Ena Swansea: Interview of the Month June 2021 for Artlyst

By Paul Carey-Kent

There's an aura of mystery to Ena Swansea. Her big, impressive paintings are now on show at Ben Brown Fine Arts ('green light' to 30 July), and I wanted to know more. Just how are they made, and why do they show what they do? So I arranged a Zoom with the artist in her New York studio…

 

How does your use of graphite in paintings operate?

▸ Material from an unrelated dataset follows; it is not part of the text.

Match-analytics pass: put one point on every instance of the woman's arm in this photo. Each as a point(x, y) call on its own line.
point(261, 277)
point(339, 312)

I discovered that graphite had this curious quality that it both sucks the light out of the image and also reflects and so brings light back into the image as you move around it. I've made many paintings on graphite grounds, but they only really thrive in perfect lighting - they can die otherwise. So I evolved into using what you might call graphite and its cousins… there's oil, acrylic, mica, pulverised marble, ink, graphite and pastel in these paintings, including luminous and metallic pigments.

 

What effect does that intend?

I hope my paintings feel as if they could be turned on and off. As if you have just a nanosecond ago pulled the plug on an old TV. The images look unstable as if part is missing or out of focus. That echoes how, when I was a kid, US TVs only had 525 lines. Now, of course, we live by these glowing screens: it's as if we have a doppelgänger who has another life, who lives in the screen and thinks everything is real in there…

 

You have a background in film, but I think it's your photographs which provide your starting points?

Yes, looking back over the last few hundred paintings (see enaswansea.com), they feel like frames from a film that cannot be made. I'm revisiting things that I haven't quite figured out. But I don't shoot much-moving stuff - rather, I have a library of 165,000 photos organised by ideas, sometimes literary, sometimes particular subjects like 'pollarded trees'. They look weird to an American; we don't control our trees like Europeans. To me, they become anthropomorphic.